Brunetti no acertaba a relacionar las dos partes de la respuesta, pero no dijo nada.

– Venía del dermatólogo -explicó la mujer-. Giorgio tenía una erupción en la mano izquierda y el médico dijo que podía ser alergia al cobre. -Señaló el anillo, que Brunetti aún tenía en la mano-. ¿Ve ese tono rojizo? Es la aleación de cobre. Por lo menos, eso pensó el médico, y dijo a Giorgio que, para hacer la prueba, estuviera una semana sin ponerse el anillo, a ver si desaparecía la erupción.

– ¿Ha desaparecido?

– Creo que sí. No sé si del todo, pero estaba mejor cuando él se fue.

– ¿Se fue?

Ella lo miró con gesto de sorpresa, como si él ya hubiera tenido que saber que su marido estaba fuera.

– Sí, está en Rusia. -Antes de que ellos pudieran preguntar, la mujer explicó-: Negocios. Su empresa vende muebles de cocina y ha ido para negociar un contrato.

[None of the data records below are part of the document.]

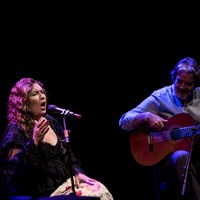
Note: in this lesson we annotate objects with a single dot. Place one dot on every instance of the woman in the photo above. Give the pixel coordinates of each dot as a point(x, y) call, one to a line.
point(36, 150)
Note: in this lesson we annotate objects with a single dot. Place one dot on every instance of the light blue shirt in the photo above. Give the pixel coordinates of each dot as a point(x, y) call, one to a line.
point(164, 103)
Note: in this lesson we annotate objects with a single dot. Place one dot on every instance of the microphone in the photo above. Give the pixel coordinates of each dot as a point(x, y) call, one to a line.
point(62, 111)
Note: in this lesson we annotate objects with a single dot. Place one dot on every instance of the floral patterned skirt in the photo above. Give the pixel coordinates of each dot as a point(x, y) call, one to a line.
point(96, 190)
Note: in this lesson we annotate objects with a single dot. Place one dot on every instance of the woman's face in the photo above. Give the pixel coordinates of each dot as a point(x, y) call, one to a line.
point(37, 101)
point(184, 85)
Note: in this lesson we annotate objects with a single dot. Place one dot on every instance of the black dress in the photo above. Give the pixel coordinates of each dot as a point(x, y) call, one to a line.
point(37, 170)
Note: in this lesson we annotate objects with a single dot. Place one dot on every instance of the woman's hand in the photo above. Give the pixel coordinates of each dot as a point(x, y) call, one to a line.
point(40, 129)
point(83, 178)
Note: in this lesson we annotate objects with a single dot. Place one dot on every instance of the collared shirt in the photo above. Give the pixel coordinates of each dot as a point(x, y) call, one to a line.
point(164, 103)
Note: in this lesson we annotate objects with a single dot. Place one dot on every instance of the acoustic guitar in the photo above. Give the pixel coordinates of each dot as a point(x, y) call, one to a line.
point(148, 148)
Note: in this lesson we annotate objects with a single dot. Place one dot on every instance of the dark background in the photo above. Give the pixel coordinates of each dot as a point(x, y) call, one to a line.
point(99, 62)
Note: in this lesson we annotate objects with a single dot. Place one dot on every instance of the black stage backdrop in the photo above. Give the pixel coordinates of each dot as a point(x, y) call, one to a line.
point(100, 69)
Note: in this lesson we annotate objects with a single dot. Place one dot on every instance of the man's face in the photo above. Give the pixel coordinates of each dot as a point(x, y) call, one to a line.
point(184, 85)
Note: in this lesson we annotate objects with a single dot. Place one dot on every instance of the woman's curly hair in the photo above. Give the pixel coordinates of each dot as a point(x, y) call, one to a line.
point(18, 105)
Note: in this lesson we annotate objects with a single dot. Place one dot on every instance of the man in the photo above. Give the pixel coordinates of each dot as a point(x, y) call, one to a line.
point(179, 101)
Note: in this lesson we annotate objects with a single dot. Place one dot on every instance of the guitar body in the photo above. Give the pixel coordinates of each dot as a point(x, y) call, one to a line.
point(149, 153)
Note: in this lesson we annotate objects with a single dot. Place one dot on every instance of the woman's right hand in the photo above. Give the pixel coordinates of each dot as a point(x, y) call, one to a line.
point(40, 129)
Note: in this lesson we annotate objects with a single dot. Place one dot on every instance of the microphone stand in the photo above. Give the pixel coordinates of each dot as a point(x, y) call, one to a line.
point(188, 164)
point(66, 135)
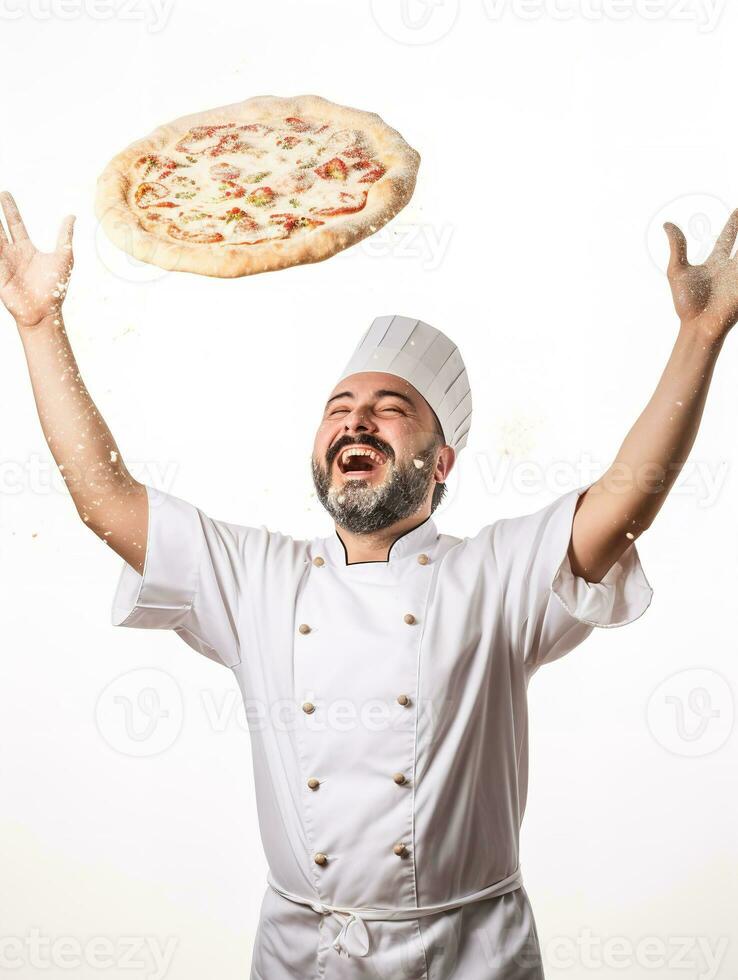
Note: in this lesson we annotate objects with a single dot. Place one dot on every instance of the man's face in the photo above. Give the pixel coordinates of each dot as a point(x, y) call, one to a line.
point(377, 454)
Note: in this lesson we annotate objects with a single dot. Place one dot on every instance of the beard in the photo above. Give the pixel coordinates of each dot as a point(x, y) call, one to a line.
point(361, 507)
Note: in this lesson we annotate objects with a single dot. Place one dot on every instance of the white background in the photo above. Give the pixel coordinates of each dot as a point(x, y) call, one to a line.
point(555, 139)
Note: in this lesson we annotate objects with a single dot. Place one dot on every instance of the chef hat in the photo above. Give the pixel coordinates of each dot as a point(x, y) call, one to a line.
point(425, 357)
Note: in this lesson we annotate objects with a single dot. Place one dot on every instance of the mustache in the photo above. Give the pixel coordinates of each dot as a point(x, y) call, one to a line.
point(371, 441)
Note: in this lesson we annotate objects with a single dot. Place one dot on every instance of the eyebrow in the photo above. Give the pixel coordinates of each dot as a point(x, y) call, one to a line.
point(381, 393)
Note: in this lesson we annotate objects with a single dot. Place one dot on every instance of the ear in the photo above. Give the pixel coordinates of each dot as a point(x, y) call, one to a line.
point(444, 463)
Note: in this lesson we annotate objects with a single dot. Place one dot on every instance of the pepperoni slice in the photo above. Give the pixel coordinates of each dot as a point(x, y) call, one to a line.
point(243, 222)
point(288, 142)
point(261, 197)
point(152, 161)
point(259, 129)
point(230, 188)
point(299, 125)
point(296, 182)
point(377, 170)
point(225, 171)
point(350, 204)
point(230, 143)
point(291, 221)
point(151, 194)
point(190, 142)
point(334, 169)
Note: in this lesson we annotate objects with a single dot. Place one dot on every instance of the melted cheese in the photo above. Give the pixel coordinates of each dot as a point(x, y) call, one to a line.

– ¿Cuánto hace que se marchó?

– Una semana.

– ¿Y cuándo regresará?

– A mediados de la semana próxima -dijo la mujer, sin disimular ya la impaciencia ni el desagrado-. Si no tiene que quedarse para sobornar a alguien más.

Brunetti dijo, por todo comentario:

– Sí; tengo entendido que hay dificultades. -Y añadió-: ¿Sabe si también dejó de llevar el reloj?

– Creo que sí. El cierre de la cadena se rompió hace semanas, y tenía miedo de perderlo o de que se lo robaran. Antes de irse trató de hacerlo reparar, pero el joyero que hizo la cadena ya no está y Giorgio no tuvo tiempo de buscar a otro. Le dije que yo lo mandaría reparar, pero se me olvidó.

– ¿Tiene idea de cuándo lo vio por última vez? -preguntó Brunetti.

Ella miró de uno a otro, como tratando de leer en sus caras la explicación de su curiosidad por aquellos objetos. Cerró los ojos un momento, los abrió y dijo:

– No; lo siento. Ni siquiera recuerdo haber visto a Giorgio dejar el reloj en el tocador. Quizá me dijo que lo dejaba, pero no puedo decir que lo haya visto allí.

– ¿Y el anillo? ¿Cuándo lo vio por última vez?

Otra rápida mirada, para tratar de descubrir el motivo de estas preguntas, y otro fracaso.

– Lo traía en el bolsillo del reloj y dijo que no se lo pondría durante una temporada. Tuvo que dejarlo en el locador, porque no hay otro sitio, pero no recuerdo haberlo visto. -Pudo más la educación que la irritación, y trató de sonreír-: Perdone, comisario, pero le agradeceré que me explique a qué se debe todo esto.